3.横領による損失

 横領損失は、横領の事実が発生した時点では当該者に対する損害賠償請求権を法人が取得すると考え、当該事業年度の益金の額に算入することになります。つまり、会計上は収益と損失の両建となりますが、この時点では、損失は税務上損金不算入となります。その後に、損害賠償請求権の回収不能が明確となった時点で、税務上貸倒損失として損金の額に算入することとなります。ただし、法人が単に帳簿上の勘定科目を振替えただけでは損金算入は認められません。債務者の資産状況、支払能力等の状況を把握し、回収不能であることを明らかにする必要があります。把握した内容は時系列で整理し、回収不能の判断等は取締役会等で決議しておく必要があります。

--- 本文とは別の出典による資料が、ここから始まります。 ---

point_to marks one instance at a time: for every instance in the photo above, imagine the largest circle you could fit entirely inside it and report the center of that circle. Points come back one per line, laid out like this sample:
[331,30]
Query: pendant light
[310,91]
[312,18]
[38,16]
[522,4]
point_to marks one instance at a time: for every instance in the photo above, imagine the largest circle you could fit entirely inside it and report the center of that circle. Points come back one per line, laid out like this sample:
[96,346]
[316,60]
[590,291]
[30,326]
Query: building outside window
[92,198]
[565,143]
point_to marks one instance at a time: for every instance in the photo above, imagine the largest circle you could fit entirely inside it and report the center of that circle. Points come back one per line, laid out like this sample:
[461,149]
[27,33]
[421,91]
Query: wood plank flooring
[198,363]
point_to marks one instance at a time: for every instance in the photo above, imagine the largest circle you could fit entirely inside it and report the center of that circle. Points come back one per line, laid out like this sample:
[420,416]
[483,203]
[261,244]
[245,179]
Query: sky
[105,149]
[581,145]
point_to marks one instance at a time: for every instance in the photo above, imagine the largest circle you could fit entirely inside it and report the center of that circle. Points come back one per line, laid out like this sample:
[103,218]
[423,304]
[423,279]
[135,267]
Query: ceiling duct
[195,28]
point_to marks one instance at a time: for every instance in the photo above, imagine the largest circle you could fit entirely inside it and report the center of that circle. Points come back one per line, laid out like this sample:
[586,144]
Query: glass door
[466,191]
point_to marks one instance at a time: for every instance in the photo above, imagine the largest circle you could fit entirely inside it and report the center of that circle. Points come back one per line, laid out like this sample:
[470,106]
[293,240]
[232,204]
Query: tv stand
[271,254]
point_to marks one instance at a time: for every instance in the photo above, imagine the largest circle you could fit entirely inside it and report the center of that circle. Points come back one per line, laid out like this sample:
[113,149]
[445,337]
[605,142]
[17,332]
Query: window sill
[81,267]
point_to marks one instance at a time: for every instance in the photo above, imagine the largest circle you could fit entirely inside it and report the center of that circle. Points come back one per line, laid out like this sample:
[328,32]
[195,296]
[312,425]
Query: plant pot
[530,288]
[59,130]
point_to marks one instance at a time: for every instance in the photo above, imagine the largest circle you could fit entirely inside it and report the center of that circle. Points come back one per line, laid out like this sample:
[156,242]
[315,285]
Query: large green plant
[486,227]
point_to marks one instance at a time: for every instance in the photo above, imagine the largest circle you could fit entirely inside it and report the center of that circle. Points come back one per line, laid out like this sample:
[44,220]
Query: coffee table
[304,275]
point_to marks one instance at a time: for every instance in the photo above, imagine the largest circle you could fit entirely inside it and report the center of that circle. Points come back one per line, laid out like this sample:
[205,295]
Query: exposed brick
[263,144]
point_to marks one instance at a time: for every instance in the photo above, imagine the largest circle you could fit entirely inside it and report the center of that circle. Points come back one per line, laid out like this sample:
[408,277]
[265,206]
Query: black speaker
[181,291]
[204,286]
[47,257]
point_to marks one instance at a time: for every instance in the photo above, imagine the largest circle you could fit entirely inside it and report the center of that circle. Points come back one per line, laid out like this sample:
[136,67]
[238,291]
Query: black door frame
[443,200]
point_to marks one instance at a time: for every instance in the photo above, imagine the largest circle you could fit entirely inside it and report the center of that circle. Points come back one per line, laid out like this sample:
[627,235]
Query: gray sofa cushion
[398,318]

 損金の額に算入される時点ですが課税所得の計算上、当該損害賠償請求権の貸倒れの事実が明確となった日の属する事業年度に算入されることになりますので、貸倒れの事実が明確となった日の翌事業年度以降に貸倒損失を認識し、損金の額に算入することは所得操作となり認められません。

 また、横領を行った者が法人の役員である場合には特に注意が必要です。役員であれば実質的には法人の行為であると考えられ横領損失ではなく、横領をした役員に対する役員賞与とみなされる可能性があります。この場合、役員賞与は損金不算入となりますし、法人は源泉徴収義務が発生し不納付加算税が課されることとなります。